Three victims of sex abuse are going to Rome to meet with the Pope. They have no appointment and no contact with Vatican officials. I guess they’re just going to show up at the Vatican and ask for the Pope. I think what most people don’t understand is that the Pope is not like your pastor, or even your bishop. Trying to see him unannounced is like trying to get in to see the US President or the Queen of England under the same circumstances.
(Although my friend Zoe over at HMS Blog has an interesting story of doing just that.)
They say the Archdiocese of Boston, the US bishops conference, and the papal nuncio have not provided any help. Probably because they’re not sure what these guys will do or say once in the presence of the Pope. But also because the Pope, now that he is in failing health, restricts his private audiences to a select few and as the Supreme Pontiff, there are many who want to have that time with him.

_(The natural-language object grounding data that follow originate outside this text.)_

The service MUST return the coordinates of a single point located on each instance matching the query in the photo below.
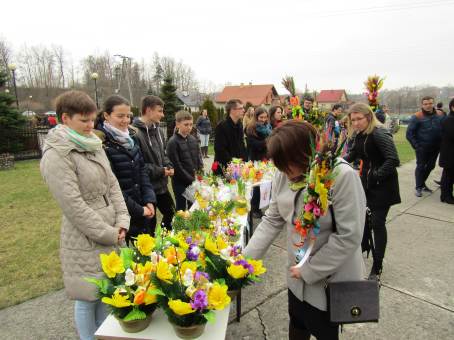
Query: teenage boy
(152, 144)
(184, 152)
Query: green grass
(30, 225)
(404, 149)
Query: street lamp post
(12, 68)
(95, 77)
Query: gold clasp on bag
(355, 311)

The Rev. Thomas J. Reese, a Jesuit priest, [editor of America magazine,] and author of “Inside the Vatican: The Politics and Organization of the Catholic Church,” said it is difficult to imagine the group winning an appointment with John Paul. Most people who have private meetings with the pope are high-ranking government officials who arrange appointments through an ambassador or high-ranking church officials who arrange appointments through the Vatican, Reese said.
“It is very difficult to get an appointment with the pope, and to go to Rome without already having had an appointment arranged is really a waste of time,” he said. “It just doesn’t happen that way.
“Everybody in the world wants to meet with the pope,” Reese said, “and, especially now with his health reduced, he simply can’t see everybody.”